Data exists in one of three modes: at rest, in transit, and in use. Generally speaking, we know how to protect data when it is at rest, using full-disk encryption technology built around standard block ciphers like the Advanced Encryption Standard (AES). Moreover, we understand how to protect data when in transit, that is when it is being sent from computer to computer, using standard transport layer security protocols like TLS.

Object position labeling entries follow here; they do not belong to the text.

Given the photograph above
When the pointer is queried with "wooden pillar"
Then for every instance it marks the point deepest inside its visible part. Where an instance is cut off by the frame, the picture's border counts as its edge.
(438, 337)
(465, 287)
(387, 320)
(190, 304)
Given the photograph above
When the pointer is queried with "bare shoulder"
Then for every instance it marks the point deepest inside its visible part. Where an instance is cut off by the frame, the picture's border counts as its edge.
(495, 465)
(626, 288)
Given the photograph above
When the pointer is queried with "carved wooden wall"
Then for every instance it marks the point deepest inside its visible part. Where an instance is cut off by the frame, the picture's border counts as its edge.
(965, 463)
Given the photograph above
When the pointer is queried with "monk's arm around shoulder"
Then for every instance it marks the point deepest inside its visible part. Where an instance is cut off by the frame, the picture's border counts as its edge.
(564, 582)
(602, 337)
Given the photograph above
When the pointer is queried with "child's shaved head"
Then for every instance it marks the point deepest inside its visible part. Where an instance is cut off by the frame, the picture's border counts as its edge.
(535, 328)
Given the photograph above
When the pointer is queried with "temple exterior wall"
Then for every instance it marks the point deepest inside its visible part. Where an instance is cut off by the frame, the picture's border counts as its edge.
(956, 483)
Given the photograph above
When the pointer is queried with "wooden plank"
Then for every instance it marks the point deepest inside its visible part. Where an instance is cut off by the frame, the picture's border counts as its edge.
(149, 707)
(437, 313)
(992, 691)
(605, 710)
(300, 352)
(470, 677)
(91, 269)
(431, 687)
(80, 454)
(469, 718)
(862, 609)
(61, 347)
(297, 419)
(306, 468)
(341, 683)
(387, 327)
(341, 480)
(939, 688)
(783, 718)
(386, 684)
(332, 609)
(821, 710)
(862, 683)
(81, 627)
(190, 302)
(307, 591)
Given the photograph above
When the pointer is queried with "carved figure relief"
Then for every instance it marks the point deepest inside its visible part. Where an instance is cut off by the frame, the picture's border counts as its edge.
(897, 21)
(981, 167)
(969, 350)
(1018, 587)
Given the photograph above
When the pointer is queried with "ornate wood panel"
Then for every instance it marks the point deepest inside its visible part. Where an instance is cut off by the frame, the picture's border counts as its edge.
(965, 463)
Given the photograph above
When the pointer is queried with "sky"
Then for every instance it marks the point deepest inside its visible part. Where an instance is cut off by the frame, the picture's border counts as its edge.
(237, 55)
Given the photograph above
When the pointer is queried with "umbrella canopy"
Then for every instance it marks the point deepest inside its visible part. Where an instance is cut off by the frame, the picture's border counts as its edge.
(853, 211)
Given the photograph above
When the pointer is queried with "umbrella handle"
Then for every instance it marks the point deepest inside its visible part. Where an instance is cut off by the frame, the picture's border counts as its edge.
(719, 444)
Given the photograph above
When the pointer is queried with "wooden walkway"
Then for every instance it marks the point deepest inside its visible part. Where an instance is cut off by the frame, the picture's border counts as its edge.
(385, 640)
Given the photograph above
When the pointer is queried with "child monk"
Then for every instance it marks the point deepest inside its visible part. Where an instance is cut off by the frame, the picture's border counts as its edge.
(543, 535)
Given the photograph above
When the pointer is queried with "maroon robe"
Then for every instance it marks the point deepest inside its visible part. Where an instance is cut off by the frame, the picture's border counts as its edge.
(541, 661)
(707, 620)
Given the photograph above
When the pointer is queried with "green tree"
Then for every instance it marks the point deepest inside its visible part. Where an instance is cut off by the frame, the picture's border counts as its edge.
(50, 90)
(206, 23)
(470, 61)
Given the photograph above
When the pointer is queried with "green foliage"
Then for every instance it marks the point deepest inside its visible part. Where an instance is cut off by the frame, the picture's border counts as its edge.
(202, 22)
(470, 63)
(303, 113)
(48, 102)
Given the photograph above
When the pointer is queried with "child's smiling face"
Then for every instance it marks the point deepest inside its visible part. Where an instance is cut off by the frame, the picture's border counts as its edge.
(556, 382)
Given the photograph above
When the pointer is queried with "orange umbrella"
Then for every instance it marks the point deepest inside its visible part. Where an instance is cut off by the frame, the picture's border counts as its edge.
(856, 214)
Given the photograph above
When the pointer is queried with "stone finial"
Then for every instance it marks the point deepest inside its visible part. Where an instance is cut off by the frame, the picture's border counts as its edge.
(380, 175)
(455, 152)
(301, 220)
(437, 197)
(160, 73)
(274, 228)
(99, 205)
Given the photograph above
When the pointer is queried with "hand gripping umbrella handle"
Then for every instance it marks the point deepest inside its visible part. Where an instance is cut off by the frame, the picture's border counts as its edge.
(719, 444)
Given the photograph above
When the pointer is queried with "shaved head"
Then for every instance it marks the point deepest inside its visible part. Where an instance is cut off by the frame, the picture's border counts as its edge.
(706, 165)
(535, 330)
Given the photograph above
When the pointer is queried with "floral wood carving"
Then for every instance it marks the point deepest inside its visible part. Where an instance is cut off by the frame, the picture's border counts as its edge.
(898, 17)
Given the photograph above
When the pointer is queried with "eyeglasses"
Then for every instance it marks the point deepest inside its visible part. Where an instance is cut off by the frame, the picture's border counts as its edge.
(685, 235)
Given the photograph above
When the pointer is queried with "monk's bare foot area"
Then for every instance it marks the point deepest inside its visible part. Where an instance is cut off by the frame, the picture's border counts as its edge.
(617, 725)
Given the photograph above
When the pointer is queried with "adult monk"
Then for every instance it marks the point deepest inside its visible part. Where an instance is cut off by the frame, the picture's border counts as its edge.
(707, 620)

Where things get interesting is when trying to protect data when in use, that is, when it is being actively computed on. Cryptographers have made some great strides over the last 15 years in defining new encryption schemes that protect data when in use. These include so-called fully-homomorphic encryption schemes, the first of which was discovered by Craig Gentry, which allow us to compute a function directly on ciphertext without first requiring decryption. Moreover, in collaborative settings, cryptographers have defined a number of protocols for secure multi-party computations, wherein a group of mutually-distrusting principals wish to compute a function over their combined private inputs without revealing their inputs to any other principal. Using these tools, we are able to compute functions on data without requiring that the data be decrypted (in the case of homomorphic encryption) or without necessarily sharing raw data (in the case of secure multi-party compuations).

All is well. Data leaks are a thing of the past.

Or maybe not.

These Advanced Cryptography tools tend to have a common set of frailties that make them hard to deploy in real world settings. Perhaps — most infamously — they are slow: computing directly on ciphertexts with homomorphic encryption schemes incurs significant performance penalties when compared to native execution speeds. More than that, they also tend to be quite hard to deploy in practice, tend to be brittle in the face of shifting business requirements, and perhaps most importantly of all are almost impossible for non-cryptographers to actually understand or implement securely. This latter point is probably more important than it first appears, as — by and large — there are relatively few production grade implementations of these cryptographic tools; even if you were lucky enough to find an algorithm that perfectly matches your business requirements, chances are it would be up to you to implement it from scratch using research papers as a guide.

At this point, I should not that cryptographers have made really quite impressive strides in boosting the performance of many of the cryptographic techniques mentioned above. The performance penalty associated with homomorphic encryption has decreased by many orders of magnitude over the last decade, for example, to the point that it is now feasible to use it to protect small problems of interest. But, there’s still a way to go. Is there an interim solution that we can use to protect data when in use?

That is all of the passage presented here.